When Jeff Bezos started Amazon, his purpose was to sell books against traditional competitors like Barnes & Noble. Yet today, Amazon is much more than a retailer. It offers cloud computing services to enterprises, builds computer hardware, and develops TV shows. It directly competes with firms as diverse as Microsoft, Walmart, and Netflix.
However, Amazon is not a conglomerate; it is a platform. The same cloud architecture that runs its online store is what it offers as a service to enterprises and distributes entertainment to consumers. As it expands connections to into new areas, it deepens capabilities at its core. This is why, if you’re looking at the competitive landscape, it doesn’t make sense to talk about Amazon’s “industry position” as much as it does to examine its ecosystem.
When Coase wrote his famous paper in 1937, transaction costs were a much heavier burden. Today’s most valuable corporate resources aren’t tied to a physical place, don’t substantially diminish with use, and are easily distributed. The world has changed and so must strategy.

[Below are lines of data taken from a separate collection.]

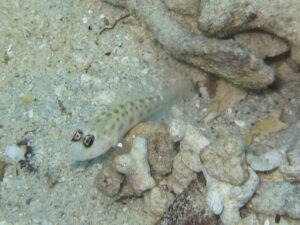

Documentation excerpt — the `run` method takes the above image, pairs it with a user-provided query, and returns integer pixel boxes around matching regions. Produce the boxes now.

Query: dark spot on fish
[275,214,281,223]
[119,123,124,131]
[82,134,95,148]
[111,123,116,130]
[139,112,144,118]
[129,116,134,124]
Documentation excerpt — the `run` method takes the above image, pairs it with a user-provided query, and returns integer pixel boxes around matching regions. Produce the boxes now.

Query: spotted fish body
[70,81,191,161]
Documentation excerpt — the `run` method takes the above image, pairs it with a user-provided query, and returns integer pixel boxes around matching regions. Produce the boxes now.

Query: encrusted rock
[200,134,249,185]
[145,187,174,218]
[247,148,288,171]
[157,173,221,225]
[167,153,197,194]
[95,161,124,197]
[234,32,289,59]
[178,125,210,172]
[128,123,176,176]
[198,0,300,63]
[205,168,259,225]
[114,136,155,196]
[248,181,300,219]
[165,0,200,16]
[108,0,274,89]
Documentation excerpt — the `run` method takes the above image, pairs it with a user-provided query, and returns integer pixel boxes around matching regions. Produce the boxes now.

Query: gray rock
[200,134,249,186]
[249,181,300,219]
[105,0,274,89]
[198,0,300,63]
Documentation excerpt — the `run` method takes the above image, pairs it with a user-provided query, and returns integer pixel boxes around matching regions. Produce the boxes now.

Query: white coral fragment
[205,167,259,225]
[114,136,155,195]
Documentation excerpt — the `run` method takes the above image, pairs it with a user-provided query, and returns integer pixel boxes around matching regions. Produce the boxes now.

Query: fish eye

Many have argued over what this shift should entail. For instance, McGrath argues, in her excellent book, The End of Competitive Advantage, that sustainable competitive advantage is no longer possible and we must be content with achieving transient advantage. In her view, rather than focusing on a distinct set of capabilities, firms must constantly be moving on to greener pastures. And yet I’m not sure this part of her argument holds. Clearly, there are plenty of firms such as Amazon, Walmart, and Apple that are able to not only maintain, but deepen their advantages over time. Sure, they’ve increased their scope as well as their scale, but their core businesses have also improved.
What’s changed is that competitive advantage is no longer the sum of all efficiencies, but the sum of all connections. Strategy, therefore, must be focused on deepening and widening networks of information, talent, partners, and consumers. Brands, in effect, have become more than assets to be leveraged, but platforms for collaboration.